Over imperfect fields of characteristics 2 and 3 there are some extra pseudo-reductive groups (called exotic) coming from the existence of exceptional isogenies between groups of types B and C in characteristic 2, between groups of type F_{4} in characteristic 2, and between groups of type G_{2} in characteristic 3, using a construction analogous to that of the Ree groups. Moreover, in characteristic 2 there are additional possibilities arising not from exceptional isogenies but rather from the fact that for simply connected type C (I.e., symplectic groups) there are roots that are divisible (by 2) in the weight lattice; this gives rise to examples whose root system (over a separable closure of the ground field) is non-reduced; such examples exist with a split maximal torus and an irreducible non-reduced root system of any positive rank over every imperfect field of characteristic 2. The classification in characteristic 3 is as complete as in larger characteristics, but in characteristic 2 the classification is most complete when [k:k^2]=2 (due to complications caused by the examples with a non-reduced root system, as well as phenomena related to certain regular degenerate quadratic forms that can only exist when [k:k^2]>2).
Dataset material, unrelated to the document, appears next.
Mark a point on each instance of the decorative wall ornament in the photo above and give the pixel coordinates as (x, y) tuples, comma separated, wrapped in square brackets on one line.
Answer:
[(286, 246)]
Subsequent work of Conrad & Prasad (2016), building on additional material included in the second edition Conrad, Gabber & Prasad (2015), completes the classification in characteristic 2 up to a controlled central extension by providing an exhaustive array of additional constructions that only exist when [k:k^2]>2, ultimately resting on a notion of special orthogonal group attached to regular but degenerate and not fully defective quadratic spaces in characteristic 2.